Mike Allison of the Central American Politics blog has some great commentary on two stories that appeared in the news today.
From his blog:
Please tell me that I am wrong but I am under the impression that 2013 has been a major step back in Guatemala.
Freedom of the press has declined with cyberthreats and physical threats against El Periodico and its employees. At least four journalists have been murdered so far this year.
The criminalization of social protest has worsened with government officials and businessmen characterizing civil society leaders as terrorists and their struggle against injustice as terrorism. The Human Rights Defenders Protection Unit in Guatemala (UDEFEGUA) recorded 568 attacks against human rights defenders during the first eight months of 2013 compared to 305 in 2012. Twenty-two human rights defenders and four journalists have been killed so far this year. (See here, here, here, and here)
Freedom of expression and belief have come under attack. The offices of the Association for the Advancement of Social Sciences (AVANSCO) were burglarized in January shortly before it was scheduled to publish a report related to its work on the history of the police. The Central American Institute for Social Democracy Studies and the private office of the UN Special Rapporteur on Freedom of Opinion and Expression, Frank La Rue, were burglarized in July during which documents and computers were stolen.
The public prosecutor’s office and the courts have shown improvement although much of that improvement has been overshadowed by the questionable decision by the Constitutional Court to overturn the Rios Montt verdict.

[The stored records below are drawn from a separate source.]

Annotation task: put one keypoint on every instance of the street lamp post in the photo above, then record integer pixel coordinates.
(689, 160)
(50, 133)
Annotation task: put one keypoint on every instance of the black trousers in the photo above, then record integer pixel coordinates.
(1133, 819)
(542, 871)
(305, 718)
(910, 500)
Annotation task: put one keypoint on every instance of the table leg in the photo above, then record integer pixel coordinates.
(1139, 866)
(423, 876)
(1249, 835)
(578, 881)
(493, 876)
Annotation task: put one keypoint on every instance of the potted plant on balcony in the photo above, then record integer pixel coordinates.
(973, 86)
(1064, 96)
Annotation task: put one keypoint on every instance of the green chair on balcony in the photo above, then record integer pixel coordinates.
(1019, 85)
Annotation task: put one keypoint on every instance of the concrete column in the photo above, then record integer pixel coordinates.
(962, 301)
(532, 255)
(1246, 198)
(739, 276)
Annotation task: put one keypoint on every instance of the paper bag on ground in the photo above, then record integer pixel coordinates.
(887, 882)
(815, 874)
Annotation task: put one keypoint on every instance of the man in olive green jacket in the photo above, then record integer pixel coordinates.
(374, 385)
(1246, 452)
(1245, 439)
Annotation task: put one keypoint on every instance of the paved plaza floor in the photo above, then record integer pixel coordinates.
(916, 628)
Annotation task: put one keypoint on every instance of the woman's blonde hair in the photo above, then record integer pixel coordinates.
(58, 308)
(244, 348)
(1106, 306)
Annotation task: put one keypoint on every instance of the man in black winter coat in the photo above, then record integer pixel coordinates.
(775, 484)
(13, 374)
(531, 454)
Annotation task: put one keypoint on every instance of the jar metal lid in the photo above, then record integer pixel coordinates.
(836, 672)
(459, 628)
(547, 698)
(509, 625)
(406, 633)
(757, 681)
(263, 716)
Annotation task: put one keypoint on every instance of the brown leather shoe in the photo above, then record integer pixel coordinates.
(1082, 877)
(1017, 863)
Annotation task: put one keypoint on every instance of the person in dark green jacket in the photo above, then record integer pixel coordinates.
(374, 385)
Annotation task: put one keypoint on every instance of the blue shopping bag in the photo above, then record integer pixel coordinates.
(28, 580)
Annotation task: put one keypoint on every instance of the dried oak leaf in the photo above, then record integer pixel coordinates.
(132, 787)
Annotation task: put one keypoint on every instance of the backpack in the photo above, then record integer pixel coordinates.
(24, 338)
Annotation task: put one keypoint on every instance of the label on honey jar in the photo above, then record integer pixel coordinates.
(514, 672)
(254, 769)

Lawyers from abroad voiced concerns that the court’s ruling had made more uncertain the role of the judiciary in the country which was not good for investors. The deaths of labor leaders have also caused concern for Guatemala’s trade relations with Europe and the United States.
President Otto Perez Molina announced a two-year moratorium on mining concessions which ticked off the business community and didn’t satisfy grassroots activists. The president has just sent in the army to secure five of the country’s customs houses because of corruption and fraud.
And to top it all off, the president of the Bank of Guatemala (Banguat), Edgar Barquín, recently made a presentation to Congress on how the “Confidence Index of Guatemala fell from 80 to 36 percent in the last six months due to insecurity, social unrest and lack of legal certainty for investors.”
In what world are these businessmen living?